O evento, no auditório da Anvisa, reuniu cerca de 240 pessoas entre autoridades, gestores e servidores federais. Estiveram também presentes o ministro da Indústria, Comércio Exterior e Serviços, Marcos Jorge de Lima; o diretor-presidente substituto da Anvisa, Fernando Garcia Neto; o secretário-executivo do Ministério da justiça, Gilson Libório; além de dirigentes da Casa Civil e dos ministérios da Fazenda (MF), e do Planejamento, Desenvolvimento e Gestão (MP). 

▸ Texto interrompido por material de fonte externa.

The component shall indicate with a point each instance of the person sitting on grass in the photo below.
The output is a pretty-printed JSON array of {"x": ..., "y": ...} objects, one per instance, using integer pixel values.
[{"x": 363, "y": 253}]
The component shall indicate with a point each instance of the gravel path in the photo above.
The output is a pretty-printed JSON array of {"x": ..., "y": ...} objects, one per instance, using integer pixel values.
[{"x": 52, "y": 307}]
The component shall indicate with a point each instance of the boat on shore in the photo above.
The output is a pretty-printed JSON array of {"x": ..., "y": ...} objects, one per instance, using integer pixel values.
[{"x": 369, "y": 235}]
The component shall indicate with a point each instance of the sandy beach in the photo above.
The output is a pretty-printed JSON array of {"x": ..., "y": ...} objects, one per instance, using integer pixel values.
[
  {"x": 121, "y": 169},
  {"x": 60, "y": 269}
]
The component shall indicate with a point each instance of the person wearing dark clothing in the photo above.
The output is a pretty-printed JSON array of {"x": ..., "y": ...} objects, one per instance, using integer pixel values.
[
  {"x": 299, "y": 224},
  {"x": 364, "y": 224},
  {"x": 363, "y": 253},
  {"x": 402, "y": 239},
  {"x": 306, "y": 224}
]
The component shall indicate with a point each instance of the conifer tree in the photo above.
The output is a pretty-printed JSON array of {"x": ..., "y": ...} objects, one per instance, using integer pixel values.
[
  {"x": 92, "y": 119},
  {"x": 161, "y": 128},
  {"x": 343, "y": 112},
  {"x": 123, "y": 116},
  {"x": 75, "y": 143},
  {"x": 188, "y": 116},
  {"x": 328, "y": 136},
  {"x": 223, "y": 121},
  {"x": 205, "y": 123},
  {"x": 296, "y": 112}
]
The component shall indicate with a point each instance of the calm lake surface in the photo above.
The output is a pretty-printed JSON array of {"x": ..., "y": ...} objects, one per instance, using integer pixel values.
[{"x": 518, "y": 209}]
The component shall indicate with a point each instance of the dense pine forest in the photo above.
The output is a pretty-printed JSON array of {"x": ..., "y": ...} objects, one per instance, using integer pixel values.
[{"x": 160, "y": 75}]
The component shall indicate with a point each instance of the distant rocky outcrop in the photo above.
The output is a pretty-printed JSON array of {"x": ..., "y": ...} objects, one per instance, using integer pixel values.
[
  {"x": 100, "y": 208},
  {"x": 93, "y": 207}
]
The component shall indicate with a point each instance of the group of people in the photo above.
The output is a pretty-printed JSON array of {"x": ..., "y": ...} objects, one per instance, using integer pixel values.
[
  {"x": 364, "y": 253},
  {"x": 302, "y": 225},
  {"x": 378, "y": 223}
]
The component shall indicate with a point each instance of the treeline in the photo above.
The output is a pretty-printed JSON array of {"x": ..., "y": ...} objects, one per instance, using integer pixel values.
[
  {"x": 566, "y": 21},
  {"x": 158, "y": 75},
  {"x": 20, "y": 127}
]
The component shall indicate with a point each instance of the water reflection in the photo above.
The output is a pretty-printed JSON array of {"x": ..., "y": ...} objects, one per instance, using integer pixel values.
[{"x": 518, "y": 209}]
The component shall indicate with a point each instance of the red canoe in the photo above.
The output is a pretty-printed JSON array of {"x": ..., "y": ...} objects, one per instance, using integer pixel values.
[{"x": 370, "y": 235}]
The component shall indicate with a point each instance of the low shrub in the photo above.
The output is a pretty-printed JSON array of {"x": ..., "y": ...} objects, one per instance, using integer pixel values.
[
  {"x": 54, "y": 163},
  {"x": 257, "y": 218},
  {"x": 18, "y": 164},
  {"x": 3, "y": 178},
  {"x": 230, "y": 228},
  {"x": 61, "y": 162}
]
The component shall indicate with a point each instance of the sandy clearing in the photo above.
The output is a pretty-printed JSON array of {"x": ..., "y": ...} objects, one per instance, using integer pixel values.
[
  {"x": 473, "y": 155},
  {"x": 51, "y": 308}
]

No período da tarde, a programação reserva debates técnicos, com destaque para a apresentação do Plano de Integridade da CGU e um painel sobre desafios e boas práticas, com representantes da Anvisa e do Ministério da Agricultura, Pecuária e Abastecimento (Mapa), órgãos que já lançaram seus respectivos planos. 

Processo gradual 

O programa de integridade consiste num conjunto estruturado de medidas, composto por quatro eixos básicos: comprometimento e apoio da alta direção; definição de instâncias e agentes responsáveis; análise de riscos; e monitoramento contínuo. Os programas deverão ser estabelecidos de acordo com os riscos aos quais cada órgão ou entidade está submetido. Dessa forma, instituições que possuam mais canais de relacionamento com o setor privado, por exemplo, precisarão criar programas com medidas robustas para prevenir, detectar, remediar e punir quebras de integridade relacionadas aos riscos dessa interação. 

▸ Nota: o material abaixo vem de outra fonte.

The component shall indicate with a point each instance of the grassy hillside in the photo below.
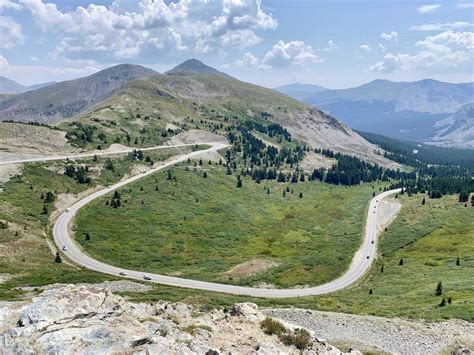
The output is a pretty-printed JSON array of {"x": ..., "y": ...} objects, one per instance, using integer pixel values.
[
  {"x": 201, "y": 227},
  {"x": 133, "y": 105},
  {"x": 27, "y": 252},
  {"x": 429, "y": 252}
]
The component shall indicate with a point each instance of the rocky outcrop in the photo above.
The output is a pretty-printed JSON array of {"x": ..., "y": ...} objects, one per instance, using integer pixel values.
[{"x": 90, "y": 320}]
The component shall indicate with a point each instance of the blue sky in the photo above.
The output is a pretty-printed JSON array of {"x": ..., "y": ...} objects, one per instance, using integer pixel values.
[{"x": 333, "y": 43}]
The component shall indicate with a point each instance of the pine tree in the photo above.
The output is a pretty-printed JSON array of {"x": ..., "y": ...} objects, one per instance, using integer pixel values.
[
  {"x": 57, "y": 258},
  {"x": 239, "y": 181}
]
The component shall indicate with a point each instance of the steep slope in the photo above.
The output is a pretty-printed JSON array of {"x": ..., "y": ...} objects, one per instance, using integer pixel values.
[
  {"x": 300, "y": 91},
  {"x": 39, "y": 86},
  {"x": 8, "y": 86},
  {"x": 68, "y": 98},
  {"x": 457, "y": 130},
  {"x": 406, "y": 110},
  {"x": 197, "y": 67},
  {"x": 179, "y": 95}
]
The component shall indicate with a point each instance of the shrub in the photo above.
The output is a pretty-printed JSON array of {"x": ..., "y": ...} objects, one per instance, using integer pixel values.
[
  {"x": 271, "y": 326},
  {"x": 300, "y": 339}
]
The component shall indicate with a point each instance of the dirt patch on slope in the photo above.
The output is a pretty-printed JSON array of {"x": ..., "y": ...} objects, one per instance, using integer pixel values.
[
  {"x": 316, "y": 161},
  {"x": 251, "y": 267},
  {"x": 7, "y": 171},
  {"x": 28, "y": 139},
  {"x": 196, "y": 136}
]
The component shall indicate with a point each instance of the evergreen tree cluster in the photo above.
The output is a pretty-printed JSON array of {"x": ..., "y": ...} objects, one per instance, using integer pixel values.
[{"x": 80, "y": 174}]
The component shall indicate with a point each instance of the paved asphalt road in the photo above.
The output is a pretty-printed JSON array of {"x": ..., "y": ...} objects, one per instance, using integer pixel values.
[
  {"x": 360, "y": 264},
  {"x": 88, "y": 155}
]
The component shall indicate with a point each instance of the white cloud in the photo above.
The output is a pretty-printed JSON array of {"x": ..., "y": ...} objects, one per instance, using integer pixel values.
[
  {"x": 286, "y": 53},
  {"x": 437, "y": 26},
  {"x": 331, "y": 46},
  {"x": 10, "y": 33},
  {"x": 148, "y": 26},
  {"x": 390, "y": 36},
  {"x": 3, "y": 64},
  {"x": 444, "y": 50},
  {"x": 247, "y": 60},
  {"x": 9, "y": 5},
  {"x": 425, "y": 9},
  {"x": 465, "y": 6}
]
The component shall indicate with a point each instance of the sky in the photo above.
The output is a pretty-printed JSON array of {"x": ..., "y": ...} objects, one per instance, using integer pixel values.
[{"x": 333, "y": 43}]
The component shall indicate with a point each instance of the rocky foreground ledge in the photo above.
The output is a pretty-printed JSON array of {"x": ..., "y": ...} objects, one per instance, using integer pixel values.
[{"x": 89, "y": 319}]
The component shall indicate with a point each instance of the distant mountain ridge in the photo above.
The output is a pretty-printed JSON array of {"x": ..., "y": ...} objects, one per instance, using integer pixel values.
[
  {"x": 68, "y": 98},
  {"x": 191, "y": 89},
  {"x": 426, "y": 95},
  {"x": 8, "y": 86},
  {"x": 300, "y": 91},
  {"x": 196, "y": 67},
  {"x": 403, "y": 110},
  {"x": 457, "y": 130}
]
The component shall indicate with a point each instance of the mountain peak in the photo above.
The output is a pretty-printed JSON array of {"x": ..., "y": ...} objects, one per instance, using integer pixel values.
[{"x": 195, "y": 66}]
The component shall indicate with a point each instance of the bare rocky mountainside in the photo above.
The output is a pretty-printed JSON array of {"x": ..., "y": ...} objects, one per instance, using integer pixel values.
[
  {"x": 8, "y": 86},
  {"x": 192, "y": 89},
  {"x": 457, "y": 130},
  {"x": 68, "y": 98},
  {"x": 402, "y": 110}
]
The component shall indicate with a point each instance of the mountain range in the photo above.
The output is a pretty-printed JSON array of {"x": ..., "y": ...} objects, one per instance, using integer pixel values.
[
  {"x": 192, "y": 89},
  {"x": 403, "y": 110},
  {"x": 8, "y": 86}
]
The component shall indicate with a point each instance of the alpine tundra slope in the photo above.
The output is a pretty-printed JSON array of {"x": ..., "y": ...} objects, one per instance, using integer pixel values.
[{"x": 360, "y": 264}]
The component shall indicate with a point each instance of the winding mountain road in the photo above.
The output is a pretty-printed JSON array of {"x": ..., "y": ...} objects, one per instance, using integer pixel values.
[{"x": 61, "y": 231}]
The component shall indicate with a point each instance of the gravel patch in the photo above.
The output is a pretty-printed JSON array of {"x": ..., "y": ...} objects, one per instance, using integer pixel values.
[
  {"x": 112, "y": 286},
  {"x": 386, "y": 334}
]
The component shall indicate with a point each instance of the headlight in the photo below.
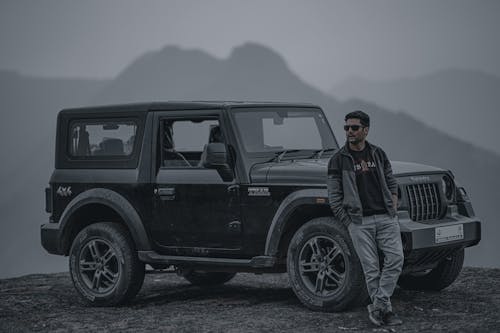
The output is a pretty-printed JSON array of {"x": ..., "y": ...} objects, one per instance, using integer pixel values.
[
  {"x": 462, "y": 194},
  {"x": 448, "y": 187}
]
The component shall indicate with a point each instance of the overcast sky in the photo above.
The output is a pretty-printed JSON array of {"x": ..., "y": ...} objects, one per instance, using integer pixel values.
[{"x": 323, "y": 41}]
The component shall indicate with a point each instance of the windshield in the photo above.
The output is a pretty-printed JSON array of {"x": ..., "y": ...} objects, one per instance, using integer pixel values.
[{"x": 278, "y": 129}]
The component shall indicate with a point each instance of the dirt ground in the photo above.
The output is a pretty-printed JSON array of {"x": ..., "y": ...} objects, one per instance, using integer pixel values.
[{"x": 248, "y": 303}]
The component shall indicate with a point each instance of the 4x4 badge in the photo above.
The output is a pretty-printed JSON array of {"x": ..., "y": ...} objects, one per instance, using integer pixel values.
[
  {"x": 64, "y": 191},
  {"x": 258, "y": 192}
]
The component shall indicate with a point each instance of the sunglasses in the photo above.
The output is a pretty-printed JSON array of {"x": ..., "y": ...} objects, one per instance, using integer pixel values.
[{"x": 353, "y": 127}]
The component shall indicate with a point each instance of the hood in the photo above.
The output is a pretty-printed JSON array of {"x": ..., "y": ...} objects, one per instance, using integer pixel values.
[{"x": 313, "y": 171}]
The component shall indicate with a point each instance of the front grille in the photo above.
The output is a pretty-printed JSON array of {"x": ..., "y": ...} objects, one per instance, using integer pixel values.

Conforme previsto na portaria, a instituição dos programas de integridade ocorrerá de forma incremental. Serão estabelecidos prazos para as etapas principais de estruturação, além do início da execução e do monitoramento. Na primeira etapa, cada órgão deverá designar, no prazo de 15 dias, uma unidade para coordenar todo o processo. Também deverão ser estabelecidos e organizados unidades e instrumentos relacionados à integridade, necessários ao bom funcionamento do programa, como comissão de ética, corregedoria, ouvidoria, dentre outros. 

Uma segunda etapa será o levantamento dos riscos para a integridade e estabelecimento de medidas de tratamento, complementando a fase de estruturação. Essas premissas deverão estar organizadas num plano a ser aprovado até o final de novembro. 

Orientação 

O sucesso na instituição dos programas de integridade dependerá do nível de envolvimento do órgão ou entidade, que deverá se pautar pelo compromisso da alta administração. Como resultado desse envolvimento, espera-se que os programas de integridade contribuam para a detecção e o tratamento prévio de riscos e para a maior segurança na tomada de decisões. O principal objetivo é garantir a priorização dos interesses públicos sobre os privados. 

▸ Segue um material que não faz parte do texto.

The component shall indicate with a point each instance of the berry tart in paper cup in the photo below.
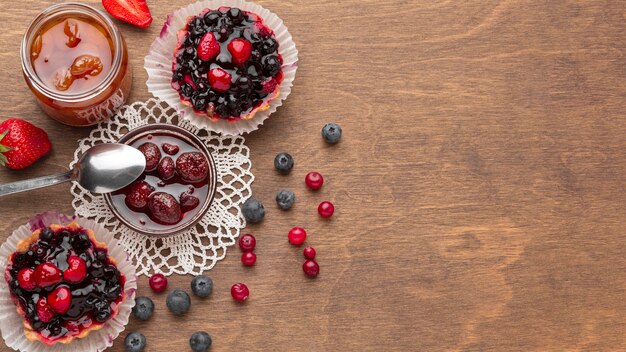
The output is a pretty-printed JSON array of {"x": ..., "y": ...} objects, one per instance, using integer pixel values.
[
  {"x": 67, "y": 286},
  {"x": 224, "y": 65}
]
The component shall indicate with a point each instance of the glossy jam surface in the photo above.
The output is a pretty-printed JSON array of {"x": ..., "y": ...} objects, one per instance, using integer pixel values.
[
  {"x": 233, "y": 71},
  {"x": 93, "y": 299},
  {"x": 142, "y": 216},
  {"x": 72, "y": 54}
]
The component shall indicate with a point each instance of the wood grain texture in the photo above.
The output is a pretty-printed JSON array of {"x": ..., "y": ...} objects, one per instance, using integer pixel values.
[{"x": 480, "y": 184}]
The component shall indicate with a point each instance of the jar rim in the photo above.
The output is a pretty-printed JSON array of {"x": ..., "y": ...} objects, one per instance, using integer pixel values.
[{"x": 55, "y": 11}]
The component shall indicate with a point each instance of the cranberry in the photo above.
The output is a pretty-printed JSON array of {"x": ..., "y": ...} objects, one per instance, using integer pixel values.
[
  {"x": 248, "y": 258},
  {"x": 164, "y": 208},
  {"x": 219, "y": 79},
  {"x": 326, "y": 209},
  {"x": 166, "y": 168},
  {"x": 297, "y": 236},
  {"x": 60, "y": 300},
  {"x": 240, "y": 50},
  {"x": 311, "y": 268},
  {"x": 239, "y": 292},
  {"x": 171, "y": 149},
  {"x": 192, "y": 167},
  {"x": 44, "y": 312},
  {"x": 77, "y": 270},
  {"x": 247, "y": 242},
  {"x": 314, "y": 180},
  {"x": 153, "y": 155},
  {"x": 208, "y": 48},
  {"x": 158, "y": 282},
  {"x": 47, "y": 274},
  {"x": 309, "y": 252}
]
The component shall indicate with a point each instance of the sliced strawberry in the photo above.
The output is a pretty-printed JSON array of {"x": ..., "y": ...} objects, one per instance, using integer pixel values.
[
  {"x": 208, "y": 48},
  {"x": 135, "y": 12},
  {"x": 240, "y": 50},
  {"x": 60, "y": 300},
  {"x": 77, "y": 270}
]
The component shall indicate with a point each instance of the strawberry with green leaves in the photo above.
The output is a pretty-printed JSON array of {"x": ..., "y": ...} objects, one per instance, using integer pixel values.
[{"x": 21, "y": 143}]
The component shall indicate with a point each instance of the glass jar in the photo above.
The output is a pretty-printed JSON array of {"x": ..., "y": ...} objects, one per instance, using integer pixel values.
[{"x": 95, "y": 104}]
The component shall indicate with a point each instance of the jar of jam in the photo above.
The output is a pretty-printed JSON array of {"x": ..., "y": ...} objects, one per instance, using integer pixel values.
[{"x": 75, "y": 62}]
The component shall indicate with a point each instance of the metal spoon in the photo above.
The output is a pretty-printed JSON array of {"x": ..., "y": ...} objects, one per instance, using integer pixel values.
[{"x": 103, "y": 168}]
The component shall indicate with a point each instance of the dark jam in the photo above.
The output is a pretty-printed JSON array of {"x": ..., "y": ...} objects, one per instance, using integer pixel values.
[
  {"x": 139, "y": 203},
  {"x": 93, "y": 299},
  {"x": 250, "y": 72}
]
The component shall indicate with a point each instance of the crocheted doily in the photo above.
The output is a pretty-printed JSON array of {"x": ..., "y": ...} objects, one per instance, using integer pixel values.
[{"x": 200, "y": 247}]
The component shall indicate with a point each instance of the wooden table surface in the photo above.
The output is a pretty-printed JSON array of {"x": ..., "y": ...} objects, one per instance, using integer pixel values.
[{"x": 479, "y": 186}]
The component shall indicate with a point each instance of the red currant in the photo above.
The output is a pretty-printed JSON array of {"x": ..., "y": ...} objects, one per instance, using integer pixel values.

Além de monitorar a execução nos prazos da portaria, a CGU vai fornecer orientação e treinamentos presenciais. Serão oferecidos como suporte materiais que já fazem parte da chamada Coleção Programa de Integridade. Durante o evento, será lançado um Guia Prático para auxiliar o cumprimento do normativo de regulamentação.

Decreto

Decreto nº 9.203/2017 foi assinado pela Presidência da República - com participação da CGU, do Ministério da Fazenda (MF) e do Ministério do Planejamento, Desenvolvimento e Gestão (MP) - no último mês novembro, para dispor sobre a política de governança dos órgãos e entidades. O normativo previu que os órgãos e as entidades da administração direta, autárquica e fundacional instituirão programa de integridade. Com a regulamentação do art. 20 do decreto, a CGU cumpre o prazo de 180 dias estipulado para estabelecer procedimentos que serão obrigatórios na estruturação, execução e monitoramento de programas de integridade pelos órgãos e entidades.